One morning, in the dead of winter, three German soldiers are dispatched into the frozen Polish countryside. They have been charged by their commanders to track down and bring back for execution ‘one of them’ – a Jew.
This is a quick, utterly gripping read and an almost perfect example of how saying very little can sometimes say everything.
Three German soldiers, soul-weary from participating in Nazi shooting gangs, get themselves elected one morning to go into the winter-locked woods instead. This for them is as close to a day off as they will get and they are determined to enjoy it as much as they can. However, in return they must hunt out Jews for imprisonment. It may be a day off from hollow-eyed execution, and so long as they find at least one (they rarely refer to their prey expressly) they can prove themselves worthy of another day away. But the one Jew they do find will have them questioning every action they have ever made and wondering if they would have been better off staying at camp.
As a reader, right from the beginning you are questioning what you would do in this position. Which route would you chose? The anonymity of one unthinkable job you can shoulder with other men? Or the more palpable task of having to look your (fewer) victims in the eyes, but with the knowledge your hands, for now, stay clean of blood.
This is the basic premise of Mingarelli’s small but succinct story – humans desperately struggling to find meaning in their own hideous actions – any sense of appeasement is clung to as the men try to weigh up different evils to see which one may lay lighter on their hearts. That they are having to make this decision at all will have your jaw tight with the same anxiety and helplessness.
Most of the story (I keep wanting to write play as I think it would work brilliantly on stage) takes place in a small abandoned building, where the men take refuge from the weather with the one Jewish captive they have managed to find. Hungry and cold, they set about trying to find things to burn in order to eat the small amount of food they have with them. What follows is one of the most striking examinations of humanity I have ever read. As almost everything in the place gets smashed into splinters, the minds of the men too become fractured, split and tortured.
A stranger – a Polish anti-Semite and his dog – joins them, adding to the almost silent tension of the room. More questions are asked, should he be thrown out? What level of hate do we have for him and how much compassion can we show in relation? Is the enemy of our enemy our friend no matter how distasteful we find him? And should we therefore tolerate his behaviour towards the Jew as our own intentions for him are so horrific? Do we all need to agree on a course of action or are we so far removed from consensus and accountability now that we can act independently without retribution?
The Jewish captive is held in a side room and is rarely physically in a scene, but his presence pervades everything. As a meal cooks painfully slowly over the fire our narrator is tormented by him and especially by the embroidered snowflake on the Jewish man’s hat. This one snowflake is a symbol of the humanity, dignity and love that the Nazis so desperately tried to erase from so many people. But no matter how much the narrator tries to ignore it, faced with the fierce hatred of the Polish man and his own weakening resolve, he knows that this simply stitched snowflake may just save the man’s life – if, that is, someone dares add the question of his future to the growing list for debate.

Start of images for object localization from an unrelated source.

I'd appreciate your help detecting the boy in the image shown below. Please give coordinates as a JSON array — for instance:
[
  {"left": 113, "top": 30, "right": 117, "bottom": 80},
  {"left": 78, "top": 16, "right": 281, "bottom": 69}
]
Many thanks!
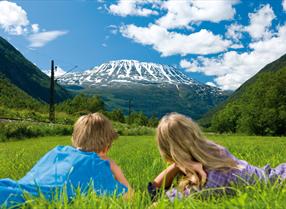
[{"left": 0, "top": 113, "right": 132, "bottom": 207}]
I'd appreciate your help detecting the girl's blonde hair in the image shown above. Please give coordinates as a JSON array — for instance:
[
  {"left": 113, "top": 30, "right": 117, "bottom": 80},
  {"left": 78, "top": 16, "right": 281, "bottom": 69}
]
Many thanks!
[
  {"left": 156, "top": 113, "right": 238, "bottom": 189},
  {"left": 72, "top": 112, "right": 118, "bottom": 152}
]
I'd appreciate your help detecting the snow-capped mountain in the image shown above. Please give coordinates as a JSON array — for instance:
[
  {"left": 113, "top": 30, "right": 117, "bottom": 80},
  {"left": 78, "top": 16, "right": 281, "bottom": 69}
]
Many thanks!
[
  {"left": 58, "top": 60, "right": 200, "bottom": 87},
  {"left": 57, "top": 60, "right": 229, "bottom": 119}
]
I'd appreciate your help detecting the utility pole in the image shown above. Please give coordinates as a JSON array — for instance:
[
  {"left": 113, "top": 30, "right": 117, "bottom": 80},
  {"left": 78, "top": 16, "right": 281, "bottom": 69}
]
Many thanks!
[
  {"left": 128, "top": 99, "right": 132, "bottom": 124},
  {"left": 48, "top": 63, "right": 77, "bottom": 123},
  {"left": 49, "top": 60, "right": 55, "bottom": 123}
]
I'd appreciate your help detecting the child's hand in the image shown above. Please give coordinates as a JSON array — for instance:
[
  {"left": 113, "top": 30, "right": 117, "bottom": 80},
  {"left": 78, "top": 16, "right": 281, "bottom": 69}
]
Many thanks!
[
  {"left": 188, "top": 162, "right": 207, "bottom": 186},
  {"left": 177, "top": 162, "right": 207, "bottom": 186}
]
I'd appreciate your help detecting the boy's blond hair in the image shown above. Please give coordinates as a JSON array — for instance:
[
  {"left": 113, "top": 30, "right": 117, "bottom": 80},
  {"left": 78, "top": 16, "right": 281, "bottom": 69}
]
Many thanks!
[{"left": 72, "top": 112, "right": 118, "bottom": 152}]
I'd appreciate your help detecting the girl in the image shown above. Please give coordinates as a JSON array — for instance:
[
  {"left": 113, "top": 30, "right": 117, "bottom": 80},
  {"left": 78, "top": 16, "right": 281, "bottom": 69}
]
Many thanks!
[
  {"left": 149, "top": 113, "right": 286, "bottom": 201},
  {"left": 0, "top": 113, "right": 133, "bottom": 207}
]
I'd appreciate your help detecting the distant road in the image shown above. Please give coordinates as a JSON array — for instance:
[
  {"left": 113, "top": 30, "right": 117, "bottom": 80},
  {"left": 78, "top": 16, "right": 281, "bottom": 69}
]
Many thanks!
[
  {"left": 0, "top": 117, "right": 65, "bottom": 125},
  {"left": 0, "top": 117, "right": 22, "bottom": 123}
]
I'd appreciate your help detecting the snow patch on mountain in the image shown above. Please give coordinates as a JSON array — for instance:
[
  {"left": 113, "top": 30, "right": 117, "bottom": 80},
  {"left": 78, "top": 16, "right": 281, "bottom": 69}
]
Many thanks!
[
  {"left": 42, "top": 66, "right": 66, "bottom": 78},
  {"left": 57, "top": 60, "right": 200, "bottom": 86}
]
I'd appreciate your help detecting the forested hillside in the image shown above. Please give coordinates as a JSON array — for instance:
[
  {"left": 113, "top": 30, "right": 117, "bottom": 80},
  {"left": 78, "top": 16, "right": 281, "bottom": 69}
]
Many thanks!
[
  {"left": 210, "top": 54, "right": 286, "bottom": 135},
  {"left": 0, "top": 36, "right": 70, "bottom": 103},
  {"left": 0, "top": 75, "right": 43, "bottom": 111}
]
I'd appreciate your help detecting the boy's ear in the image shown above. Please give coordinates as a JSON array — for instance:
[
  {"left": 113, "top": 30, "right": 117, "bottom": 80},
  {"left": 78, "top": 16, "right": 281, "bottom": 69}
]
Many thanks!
[{"left": 104, "top": 146, "right": 110, "bottom": 153}]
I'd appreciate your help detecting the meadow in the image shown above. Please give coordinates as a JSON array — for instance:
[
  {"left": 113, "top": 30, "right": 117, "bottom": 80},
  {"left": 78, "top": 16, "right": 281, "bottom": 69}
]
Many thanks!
[{"left": 0, "top": 134, "right": 286, "bottom": 209}]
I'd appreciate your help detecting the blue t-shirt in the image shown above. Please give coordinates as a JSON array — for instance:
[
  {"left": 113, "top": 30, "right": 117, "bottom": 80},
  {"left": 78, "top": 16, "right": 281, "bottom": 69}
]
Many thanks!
[{"left": 0, "top": 146, "right": 127, "bottom": 207}]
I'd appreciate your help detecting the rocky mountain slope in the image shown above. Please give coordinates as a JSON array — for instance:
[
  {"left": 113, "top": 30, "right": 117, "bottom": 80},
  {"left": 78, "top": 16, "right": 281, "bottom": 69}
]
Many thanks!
[{"left": 58, "top": 60, "right": 229, "bottom": 119}]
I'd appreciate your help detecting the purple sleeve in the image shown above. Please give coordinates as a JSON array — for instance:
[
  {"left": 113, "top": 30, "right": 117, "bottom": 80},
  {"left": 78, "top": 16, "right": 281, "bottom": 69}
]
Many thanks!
[
  {"left": 222, "top": 148, "right": 237, "bottom": 161},
  {"left": 213, "top": 143, "right": 238, "bottom": 161}
]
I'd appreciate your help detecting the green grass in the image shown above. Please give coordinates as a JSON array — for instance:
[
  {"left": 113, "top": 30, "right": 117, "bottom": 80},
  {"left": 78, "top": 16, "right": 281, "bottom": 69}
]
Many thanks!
[{"left": 1, "top": 134, "right": 286, "bottom": 208}]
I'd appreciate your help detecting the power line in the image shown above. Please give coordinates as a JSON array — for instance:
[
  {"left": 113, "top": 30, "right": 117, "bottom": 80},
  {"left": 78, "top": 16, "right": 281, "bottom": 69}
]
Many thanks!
[
  {"left": 49, "top": 61, "right": 78, "bottom": 123},
  {"left": 55, "top": 65, "right": 78, "bottom": 80}
]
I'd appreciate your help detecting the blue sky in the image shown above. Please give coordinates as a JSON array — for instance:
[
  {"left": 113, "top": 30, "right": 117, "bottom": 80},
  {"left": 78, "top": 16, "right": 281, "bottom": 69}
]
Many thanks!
[{"left": 0, "top": 0, "right": 286, "bottom": 90}]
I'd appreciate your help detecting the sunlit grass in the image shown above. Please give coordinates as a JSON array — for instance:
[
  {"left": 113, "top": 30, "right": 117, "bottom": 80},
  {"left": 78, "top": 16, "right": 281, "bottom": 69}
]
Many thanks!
[{"left": 1, "top": 134, "right": 286, "bottom": 208}]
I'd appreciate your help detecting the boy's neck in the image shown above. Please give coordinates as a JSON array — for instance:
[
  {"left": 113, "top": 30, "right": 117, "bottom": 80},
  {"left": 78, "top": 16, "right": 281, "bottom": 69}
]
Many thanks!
[
  {"left": 97, "top": 146, "right": 109, "bottom": 160},
  {"left": 76, "top": 146, "right": 109, "bottom": 160},
  {"left": 98, "top": 151, "right": 109, "bottom": 160}
]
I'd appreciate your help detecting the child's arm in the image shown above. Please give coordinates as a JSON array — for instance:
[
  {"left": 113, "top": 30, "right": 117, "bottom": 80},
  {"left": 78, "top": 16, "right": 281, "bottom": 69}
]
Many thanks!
[
  {"left": 152, "top": 163, "right": 181, "bottom": 189},
  {"left": 109, "top": 160, "right": 134, "bottom": 199},
  {"left": 152, "top": 162, "right": 207, "bottom": 189},
  {"left": 109, "top": 160, "right": 130, "bottom": 188},
  {"left": 147, "top": 163, "right": 180, "bottom": 201}
]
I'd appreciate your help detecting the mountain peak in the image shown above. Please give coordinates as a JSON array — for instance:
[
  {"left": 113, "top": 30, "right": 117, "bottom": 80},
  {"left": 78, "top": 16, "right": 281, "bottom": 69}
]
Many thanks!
[
  {"left": 59, "top": 59, "right": 198, "bottom": 86},
  {"left": 56, "top": 59, "right": 228, "bottom": 119}
]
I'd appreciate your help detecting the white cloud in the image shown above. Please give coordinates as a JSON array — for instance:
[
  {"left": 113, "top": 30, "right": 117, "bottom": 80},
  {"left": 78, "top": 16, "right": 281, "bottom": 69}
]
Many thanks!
[
  {"left": 180, "top": 24, "right": 286, "bottom": 90},
  {"left": 28, "top": 31, "right": 68, "bottom": 48},
  {"left": 110, "top": 0, "right": 285, "bottom": 92},
  {"left": 0, "top": 1, "right": 68, "bottom": 48},
  {"left": 0, "top": 1, "right": 29, "bottom": 35},
  {"left": 206, "top": 82, "right": 217, "bottom": 87},
  {"left": 109, "top": 0, "right": 159, "bottom": 17},
  {"left": 120, "top": 24, "right": 231, "bottom": 56},
  {"left": 31, "top": 23, "right": 39, "bottom": 33},
  {"left": 180, "top": 59, "right": 200, "bottom": 72},
  {"left": 107, "top": 24, "right": 118, "bottom": 35},
  {"left": 226, "top": 23, "right": 243, "bottom": 42},
  {"left": 230, "top": 43, "right": 244, "bottom": 49},
  {"left": 245, "top": 4, "right": 275, "bottom": 40},
  {"left": 226, "top": 5, "right": 275, "bottom": 43},
  {"left": 156, "top": 0, "right": 238, "bottom": 29}
]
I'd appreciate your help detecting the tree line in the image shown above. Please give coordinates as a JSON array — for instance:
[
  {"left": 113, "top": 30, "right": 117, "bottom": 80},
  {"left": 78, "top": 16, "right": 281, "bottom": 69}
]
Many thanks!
[{"left": 56, "top": 94, "right": 159, "bottom": 127}]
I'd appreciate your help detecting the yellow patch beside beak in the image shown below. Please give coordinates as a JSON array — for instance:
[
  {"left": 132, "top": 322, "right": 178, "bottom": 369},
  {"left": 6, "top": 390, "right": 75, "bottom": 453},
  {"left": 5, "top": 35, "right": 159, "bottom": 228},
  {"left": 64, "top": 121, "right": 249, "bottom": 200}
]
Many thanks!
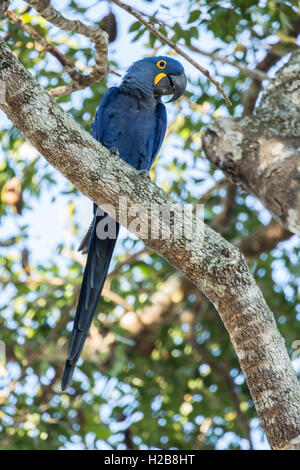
[{"left": 154, "top": 72, "right": 167, "bottom": 85}]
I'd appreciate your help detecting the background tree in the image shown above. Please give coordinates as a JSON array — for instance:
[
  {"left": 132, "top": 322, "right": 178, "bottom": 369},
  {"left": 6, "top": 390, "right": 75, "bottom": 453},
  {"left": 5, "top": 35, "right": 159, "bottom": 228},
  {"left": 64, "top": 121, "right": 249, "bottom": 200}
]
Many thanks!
[{"left": 0, "top": 0, "right": 300, "bottom": 450}]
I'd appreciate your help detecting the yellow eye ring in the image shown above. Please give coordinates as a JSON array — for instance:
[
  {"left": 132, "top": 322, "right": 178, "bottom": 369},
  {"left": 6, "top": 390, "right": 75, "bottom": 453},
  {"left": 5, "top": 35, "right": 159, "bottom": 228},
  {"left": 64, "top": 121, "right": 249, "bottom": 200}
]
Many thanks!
[{"left": 157, "top": 60, "right": 166, "bottom": 69}]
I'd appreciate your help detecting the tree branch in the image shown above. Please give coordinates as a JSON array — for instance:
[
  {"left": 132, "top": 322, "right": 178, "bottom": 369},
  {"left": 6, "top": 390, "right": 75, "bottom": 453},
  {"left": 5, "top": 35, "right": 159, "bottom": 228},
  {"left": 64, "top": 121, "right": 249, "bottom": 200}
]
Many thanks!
[
  {"left": 114, "top": 4, "right": 267, "bottom": 83},
  {"left": 242, "top": 18, "right": 300, "bottom": 114},
  {"left": 0, "top": 37, "right": 299, "bottom": 450},
  {"left": 23, "top": 0, "right": 108, "bottom": 97},
  {"left": 183, "top": 42, "right": 268, "bottom": 82}
]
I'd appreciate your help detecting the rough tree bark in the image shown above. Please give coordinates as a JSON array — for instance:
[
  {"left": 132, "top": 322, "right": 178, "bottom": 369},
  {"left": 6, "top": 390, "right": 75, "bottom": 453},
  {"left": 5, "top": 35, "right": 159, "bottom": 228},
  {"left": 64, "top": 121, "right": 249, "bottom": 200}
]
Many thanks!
[
  {"left": 0, "top": 37, "right": 300, "bottom": 449},
  {"left": 203, "top": 51, "right": 300, "bottom": 237}
]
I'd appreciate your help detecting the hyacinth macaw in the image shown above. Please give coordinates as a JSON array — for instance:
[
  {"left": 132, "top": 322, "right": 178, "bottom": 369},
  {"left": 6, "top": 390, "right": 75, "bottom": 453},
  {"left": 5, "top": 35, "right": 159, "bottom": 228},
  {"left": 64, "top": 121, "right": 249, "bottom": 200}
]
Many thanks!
[{"left": 62, "top": 57, "right": 186, "bottom": 390}]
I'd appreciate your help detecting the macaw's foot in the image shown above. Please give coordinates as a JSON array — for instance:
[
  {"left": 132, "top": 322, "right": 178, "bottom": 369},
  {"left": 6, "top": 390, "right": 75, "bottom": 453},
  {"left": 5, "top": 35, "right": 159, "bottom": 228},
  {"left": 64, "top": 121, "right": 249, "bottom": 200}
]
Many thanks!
[
  {"left": 109, "top": 146, "right": 119, "bottom": 157},
  {"left": 138, "top": 169, "right": 151, "bottom": 179}
]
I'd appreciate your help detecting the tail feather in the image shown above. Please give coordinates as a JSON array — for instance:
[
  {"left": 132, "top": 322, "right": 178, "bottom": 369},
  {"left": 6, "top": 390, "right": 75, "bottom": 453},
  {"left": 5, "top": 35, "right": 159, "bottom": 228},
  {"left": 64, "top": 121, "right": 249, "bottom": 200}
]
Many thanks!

Taylor’s simple translation holds you in the narrator’s mind throughout – these men aren’t poets and can only view their extraordinary situation in very basic terms. There are few whimsically drawn phrases here, you don’t need to be an academic to wander around this man’s conscience; You can instead very easily, and perhaps rather frighteningly, relate to this regular person trying his best to navigate a blistering array of emotions over a very short period of time. Mingarelli and Taylor do this masterfully and anyone who has read The Reader by Bernhard Schlink will find their own emotions manipulated in a similar way.
A striking story, simply told, that will have you struggling with your picture of history and, had the cards been dealt differently, questioning what role you would have played in this scene.